Ways of Differentiating Metals
- Form in room temperature: Mercury is a liquid, other metals are solids.
- Radioactivity: some metals are radioactive (although there aren't many in nature as most radioactive metals have decayed).
- Alkali: Some metals are highly reactive and alkaline, whereas others, such as noble metals (gold, silver and copper for example) are barely reactive.
Properties of the Metal Lattice
- The metal lattice is held together by a metal bond.
- The metal lattice is a strong bond, which is what gives metals their structural durability.
- In the solid state, metals form lattice: a regular repeating structure which is held together by a metal bond.
- This lattice causes the melting temperatures of metals to be rather high (other than mercury).
- The lattice is held together with strong bonds which are hard to break.
- Metals are good conductors of heat and electricity because of their lattice.
- Heat causes thermal vibration in the tightly-knit lattice structure, which flows along the metal. This causes effective conduction.
- Due to their lattice, which can shift without breaking, metals are ductile and malleable.
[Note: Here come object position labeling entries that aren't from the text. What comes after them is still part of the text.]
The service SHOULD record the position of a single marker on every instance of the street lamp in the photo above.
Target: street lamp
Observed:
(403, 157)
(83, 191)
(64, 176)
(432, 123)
This means that they can be shaped and bent without breaking.
- Because of the delocalized electrons, the repulsive nature of the cations does not cause the structure of the metal lattice to break when shifted.
- Light is reflected from a smooth metal surface and the metal appears shiny.
- When visible light hits the surface of a metal, it cause the delocalized electrons to excite.
- When the excited state is released, the energy is released as visible light, which we see as reflections on the surface of the metal.
- Part of the light is observed in the dense metal lattice, this causes the opacity of metals, as wavelengths of visible light do not pass through this dense lattice.